How to live and cope with everyone
By Josefina Gabriel/
We are different and live differently due to our cultures, behaviors and attitudes. But there is another dimension to our lives as created by the Almighty, which is our personalities.
And personality is the one most important thing that can well describe a person.
It’s easier to cope with someone when you get to understand his or her personality and accept it; and where there is acceptance there is peace and order, but I’m not in support of misbehavior and mistreatment of others when I’m talking about someone’s personality.
Rudeness and disrespect of others or self-disrespect, such things can be changed and must be changed. Such things have nothing to do with personality. Personality is about temperament.
Remember, we have four basic temperaments:
— Sanguine
— The choleric
— The melancholic
— The phlegmatic.
These four describe well who a person is. How the person is, whether the person is a quiet type, or talkative and never keeps things to themselves, or whether someone is cheerful or seems to be sad or depressed all the time.
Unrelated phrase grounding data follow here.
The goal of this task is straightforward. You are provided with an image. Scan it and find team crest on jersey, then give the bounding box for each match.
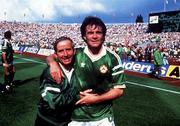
[99,65,108,74]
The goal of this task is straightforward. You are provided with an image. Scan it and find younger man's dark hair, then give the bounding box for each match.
[80,16,107,41]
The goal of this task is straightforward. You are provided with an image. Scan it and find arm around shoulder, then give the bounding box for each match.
[46,54,63,84]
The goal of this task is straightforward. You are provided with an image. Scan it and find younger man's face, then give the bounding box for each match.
[84,24,104,49]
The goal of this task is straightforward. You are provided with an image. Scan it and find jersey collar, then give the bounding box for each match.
[84,45,107,62]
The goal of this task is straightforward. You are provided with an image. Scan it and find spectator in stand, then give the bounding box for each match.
[129,44,137,61]
[126,45,131,61]
[161,48,169,65]
[144,44,152,63]
[173,47,179,59]
[116,43,125,61]
[136,47,144,62]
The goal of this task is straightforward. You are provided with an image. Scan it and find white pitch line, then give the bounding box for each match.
[14,56,180,95]
[14,56,46,65]
[127,81,180,95]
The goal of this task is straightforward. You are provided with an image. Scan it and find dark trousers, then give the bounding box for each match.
[34,114,68,126]
[34,115,56,126]
[152,65,162,77]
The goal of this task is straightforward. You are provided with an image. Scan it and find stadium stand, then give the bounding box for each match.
[0,21,179,81]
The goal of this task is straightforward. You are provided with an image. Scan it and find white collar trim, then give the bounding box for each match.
[84,45,107,62]
[59,63,74,83]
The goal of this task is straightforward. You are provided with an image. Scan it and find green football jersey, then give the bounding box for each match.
[1,39,14,63]
[153,49,163,66]
[72,46,126,121]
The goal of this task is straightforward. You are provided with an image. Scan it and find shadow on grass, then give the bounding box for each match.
[13,77,38,87]
[0,121,8,126]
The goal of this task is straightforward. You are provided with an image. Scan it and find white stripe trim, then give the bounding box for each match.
[114,84,126,89]
[127,81,180,95]
[13,56,180,95]
[112,70,124,76]
[106,47,122,64]
[14,56,46,64]
[2,39,8,49]
[42,87,61,97]
[112,64,123,71]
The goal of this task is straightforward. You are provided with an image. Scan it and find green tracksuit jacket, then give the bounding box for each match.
[37,66,79,126]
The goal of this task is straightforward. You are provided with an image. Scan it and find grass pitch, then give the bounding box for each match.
[1,54,180,126]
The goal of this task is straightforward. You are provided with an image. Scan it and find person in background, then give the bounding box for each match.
[161,48,169,65]
[47,16,126,126]
[129,45,137,61]
[116,43,125,61]
[144,44,152,63]
[34,36,79,126]
[152,45,164,78]
[136,47,144,62]
[1,30,15,93]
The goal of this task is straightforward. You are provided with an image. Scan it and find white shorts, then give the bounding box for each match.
[68,117,115,126]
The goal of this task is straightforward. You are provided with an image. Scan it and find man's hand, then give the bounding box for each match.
[47,54,64,84]
[76,89,99,105]
[49,63,64,84]
[76,88,124,106]
[3,63,9,67]
[3,63,10,75]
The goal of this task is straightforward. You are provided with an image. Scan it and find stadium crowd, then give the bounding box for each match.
[0,21,180,62]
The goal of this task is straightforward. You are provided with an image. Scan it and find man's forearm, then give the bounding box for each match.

If you know the person’s personality, you can know how to live or cope with that person instead of criticizing or embarrassing the person due to his or her characters, because there are things you can’t change in the person and things you can change.
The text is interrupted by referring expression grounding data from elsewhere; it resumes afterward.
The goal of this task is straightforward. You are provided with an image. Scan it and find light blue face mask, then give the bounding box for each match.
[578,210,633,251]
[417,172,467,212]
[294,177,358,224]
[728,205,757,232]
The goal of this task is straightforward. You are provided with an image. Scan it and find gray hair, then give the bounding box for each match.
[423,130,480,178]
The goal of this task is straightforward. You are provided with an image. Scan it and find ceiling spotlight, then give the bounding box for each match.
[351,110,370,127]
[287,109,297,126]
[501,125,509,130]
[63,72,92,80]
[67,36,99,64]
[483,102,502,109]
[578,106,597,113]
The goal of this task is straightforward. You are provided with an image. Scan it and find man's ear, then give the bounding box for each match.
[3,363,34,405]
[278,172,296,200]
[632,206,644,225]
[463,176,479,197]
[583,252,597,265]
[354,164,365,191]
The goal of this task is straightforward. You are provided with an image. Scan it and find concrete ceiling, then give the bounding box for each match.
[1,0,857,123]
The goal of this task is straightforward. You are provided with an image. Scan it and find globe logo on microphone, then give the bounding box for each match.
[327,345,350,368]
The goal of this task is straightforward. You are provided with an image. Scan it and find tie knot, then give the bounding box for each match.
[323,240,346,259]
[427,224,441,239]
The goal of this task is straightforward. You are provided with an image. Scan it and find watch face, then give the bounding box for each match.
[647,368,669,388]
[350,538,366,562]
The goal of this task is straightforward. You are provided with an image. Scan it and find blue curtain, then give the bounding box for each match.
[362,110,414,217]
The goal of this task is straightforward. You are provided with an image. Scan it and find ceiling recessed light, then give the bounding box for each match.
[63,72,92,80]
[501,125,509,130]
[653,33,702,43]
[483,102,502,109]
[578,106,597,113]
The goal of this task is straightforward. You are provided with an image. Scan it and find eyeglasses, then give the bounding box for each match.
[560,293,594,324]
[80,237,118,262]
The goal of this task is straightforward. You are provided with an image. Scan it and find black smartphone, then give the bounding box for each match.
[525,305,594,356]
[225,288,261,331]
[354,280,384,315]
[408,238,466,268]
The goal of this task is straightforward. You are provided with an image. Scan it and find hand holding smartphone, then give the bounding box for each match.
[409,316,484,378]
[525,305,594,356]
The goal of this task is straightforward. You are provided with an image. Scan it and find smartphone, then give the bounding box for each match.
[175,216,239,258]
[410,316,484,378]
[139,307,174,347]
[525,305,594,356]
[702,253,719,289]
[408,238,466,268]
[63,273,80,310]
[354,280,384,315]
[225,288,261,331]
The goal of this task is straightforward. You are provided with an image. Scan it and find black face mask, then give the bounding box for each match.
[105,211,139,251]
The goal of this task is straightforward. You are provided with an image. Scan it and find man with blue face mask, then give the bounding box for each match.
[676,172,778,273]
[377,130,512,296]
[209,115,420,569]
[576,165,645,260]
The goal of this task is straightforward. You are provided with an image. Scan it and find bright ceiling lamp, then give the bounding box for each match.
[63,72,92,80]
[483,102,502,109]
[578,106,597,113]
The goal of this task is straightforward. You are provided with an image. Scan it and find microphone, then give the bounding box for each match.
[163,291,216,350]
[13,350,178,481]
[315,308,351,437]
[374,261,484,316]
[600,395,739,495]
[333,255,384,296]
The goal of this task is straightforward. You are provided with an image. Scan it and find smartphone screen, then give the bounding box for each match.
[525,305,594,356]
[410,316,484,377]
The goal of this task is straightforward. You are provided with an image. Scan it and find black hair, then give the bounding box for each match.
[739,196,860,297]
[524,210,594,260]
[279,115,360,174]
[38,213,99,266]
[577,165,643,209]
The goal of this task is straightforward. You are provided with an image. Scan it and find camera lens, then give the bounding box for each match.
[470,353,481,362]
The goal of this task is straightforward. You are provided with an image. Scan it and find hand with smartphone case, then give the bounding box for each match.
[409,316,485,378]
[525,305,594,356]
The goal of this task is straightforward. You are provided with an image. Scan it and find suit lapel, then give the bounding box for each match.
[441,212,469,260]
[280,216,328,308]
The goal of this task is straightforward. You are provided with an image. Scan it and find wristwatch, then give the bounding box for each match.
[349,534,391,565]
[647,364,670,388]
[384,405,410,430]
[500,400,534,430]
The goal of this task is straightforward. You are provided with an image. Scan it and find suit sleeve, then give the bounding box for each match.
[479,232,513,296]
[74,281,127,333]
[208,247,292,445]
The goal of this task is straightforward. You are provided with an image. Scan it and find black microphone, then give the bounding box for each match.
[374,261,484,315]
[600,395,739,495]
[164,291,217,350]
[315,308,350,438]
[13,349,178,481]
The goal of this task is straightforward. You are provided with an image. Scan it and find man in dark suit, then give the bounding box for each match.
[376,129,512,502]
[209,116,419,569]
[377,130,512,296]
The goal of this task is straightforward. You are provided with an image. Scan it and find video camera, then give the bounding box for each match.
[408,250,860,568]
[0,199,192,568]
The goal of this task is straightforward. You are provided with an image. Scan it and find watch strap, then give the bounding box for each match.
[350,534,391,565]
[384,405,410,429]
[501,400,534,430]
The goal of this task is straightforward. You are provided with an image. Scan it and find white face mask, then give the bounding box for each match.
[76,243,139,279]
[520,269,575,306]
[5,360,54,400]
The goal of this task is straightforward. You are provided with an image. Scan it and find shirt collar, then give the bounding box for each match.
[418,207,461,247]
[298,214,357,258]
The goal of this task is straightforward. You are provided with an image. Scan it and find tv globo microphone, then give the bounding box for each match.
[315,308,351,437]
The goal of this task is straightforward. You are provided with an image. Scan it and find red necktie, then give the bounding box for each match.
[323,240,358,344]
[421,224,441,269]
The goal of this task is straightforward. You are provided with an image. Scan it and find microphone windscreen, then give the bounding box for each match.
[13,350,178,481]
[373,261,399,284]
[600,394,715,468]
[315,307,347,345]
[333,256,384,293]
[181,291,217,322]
You might be active, fast and easy to go with things but the other person is passive, slow and need more time to clarify things; you might easily understand things, with a fast mind but the other one needs to think more deeply to get all things right.
You might not worry too much about what happened but the other person does. You might be low in self-esteem but the other one can pass by without any doubts. We have peace makers that even sacrifice themselves for the peace of others but the other person leaves things straight on the table whether you like it or not.
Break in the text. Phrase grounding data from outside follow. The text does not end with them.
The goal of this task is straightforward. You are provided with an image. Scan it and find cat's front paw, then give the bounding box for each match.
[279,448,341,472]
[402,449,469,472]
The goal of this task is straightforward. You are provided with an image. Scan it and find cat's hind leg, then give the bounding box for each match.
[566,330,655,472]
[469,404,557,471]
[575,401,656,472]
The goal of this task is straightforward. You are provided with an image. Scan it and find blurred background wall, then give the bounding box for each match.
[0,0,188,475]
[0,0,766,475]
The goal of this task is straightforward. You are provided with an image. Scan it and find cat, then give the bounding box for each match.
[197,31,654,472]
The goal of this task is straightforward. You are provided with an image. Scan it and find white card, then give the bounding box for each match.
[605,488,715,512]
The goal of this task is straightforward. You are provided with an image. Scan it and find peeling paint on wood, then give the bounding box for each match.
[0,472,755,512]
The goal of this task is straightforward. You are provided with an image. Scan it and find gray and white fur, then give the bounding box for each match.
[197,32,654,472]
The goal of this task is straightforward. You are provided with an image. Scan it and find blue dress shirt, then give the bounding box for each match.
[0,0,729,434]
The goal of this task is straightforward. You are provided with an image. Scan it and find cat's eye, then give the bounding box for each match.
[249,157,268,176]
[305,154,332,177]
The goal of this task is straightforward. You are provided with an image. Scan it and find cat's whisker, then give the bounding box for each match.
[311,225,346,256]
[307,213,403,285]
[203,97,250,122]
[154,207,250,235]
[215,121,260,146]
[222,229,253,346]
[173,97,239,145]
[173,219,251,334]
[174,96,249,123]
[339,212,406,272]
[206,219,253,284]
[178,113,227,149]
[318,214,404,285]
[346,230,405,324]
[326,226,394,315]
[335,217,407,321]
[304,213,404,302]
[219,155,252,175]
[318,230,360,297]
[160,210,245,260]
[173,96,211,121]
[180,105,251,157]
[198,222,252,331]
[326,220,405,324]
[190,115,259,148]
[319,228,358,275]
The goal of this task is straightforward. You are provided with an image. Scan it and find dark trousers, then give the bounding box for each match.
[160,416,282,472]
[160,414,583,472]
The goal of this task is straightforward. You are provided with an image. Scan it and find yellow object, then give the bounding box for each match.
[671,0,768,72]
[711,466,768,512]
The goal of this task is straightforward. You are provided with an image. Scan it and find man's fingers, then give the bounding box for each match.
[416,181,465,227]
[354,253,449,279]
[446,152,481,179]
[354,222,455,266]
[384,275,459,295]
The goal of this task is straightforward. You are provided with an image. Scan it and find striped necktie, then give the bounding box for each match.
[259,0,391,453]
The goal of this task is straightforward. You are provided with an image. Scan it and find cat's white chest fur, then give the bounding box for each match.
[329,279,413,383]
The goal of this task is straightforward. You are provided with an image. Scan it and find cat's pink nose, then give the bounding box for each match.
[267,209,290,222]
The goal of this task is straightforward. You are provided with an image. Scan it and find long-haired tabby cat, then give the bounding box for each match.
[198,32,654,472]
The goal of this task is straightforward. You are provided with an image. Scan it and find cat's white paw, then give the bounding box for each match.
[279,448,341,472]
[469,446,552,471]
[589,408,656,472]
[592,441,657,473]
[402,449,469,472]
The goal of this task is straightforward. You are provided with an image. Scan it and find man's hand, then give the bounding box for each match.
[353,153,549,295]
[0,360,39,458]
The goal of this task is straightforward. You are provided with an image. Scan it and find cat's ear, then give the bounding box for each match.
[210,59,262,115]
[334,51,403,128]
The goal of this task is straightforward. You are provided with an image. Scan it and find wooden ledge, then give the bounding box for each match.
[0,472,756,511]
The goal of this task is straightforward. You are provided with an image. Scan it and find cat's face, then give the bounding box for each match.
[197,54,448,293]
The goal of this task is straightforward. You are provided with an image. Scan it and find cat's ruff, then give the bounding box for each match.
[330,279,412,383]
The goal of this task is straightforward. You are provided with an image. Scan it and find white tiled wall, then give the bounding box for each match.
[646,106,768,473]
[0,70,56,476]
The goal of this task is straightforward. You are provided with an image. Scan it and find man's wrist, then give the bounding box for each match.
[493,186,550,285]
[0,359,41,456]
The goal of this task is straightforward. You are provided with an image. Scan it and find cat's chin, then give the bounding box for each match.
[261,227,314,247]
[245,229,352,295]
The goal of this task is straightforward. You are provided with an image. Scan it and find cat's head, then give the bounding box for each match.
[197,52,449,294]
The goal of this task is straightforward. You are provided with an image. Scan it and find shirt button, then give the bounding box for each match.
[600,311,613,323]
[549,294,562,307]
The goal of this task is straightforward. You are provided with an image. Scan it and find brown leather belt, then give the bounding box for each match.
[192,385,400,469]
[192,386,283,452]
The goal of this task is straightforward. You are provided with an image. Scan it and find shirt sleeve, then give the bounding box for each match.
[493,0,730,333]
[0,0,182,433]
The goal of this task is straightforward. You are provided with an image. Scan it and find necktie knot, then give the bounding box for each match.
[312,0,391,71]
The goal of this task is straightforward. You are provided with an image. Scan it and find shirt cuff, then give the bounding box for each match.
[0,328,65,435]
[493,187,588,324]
That’s how we are as human beings, and we just need to understand each other so that we can go along. We may have different personalities, but we can do things together.
There will not be entertainment if a sanguine personality is not there; there will be no natural leaders if we don’t have choleric personalities, there will be no thinkers and critical minds if the melancholic are not available. There will be no confidence giver and self-controller if a phlegmatic is not around.
So you don’t need to see the other person as being wrong simply because of his character but first understand what he or she is before judging, because we tend to have the very personality others don’t have.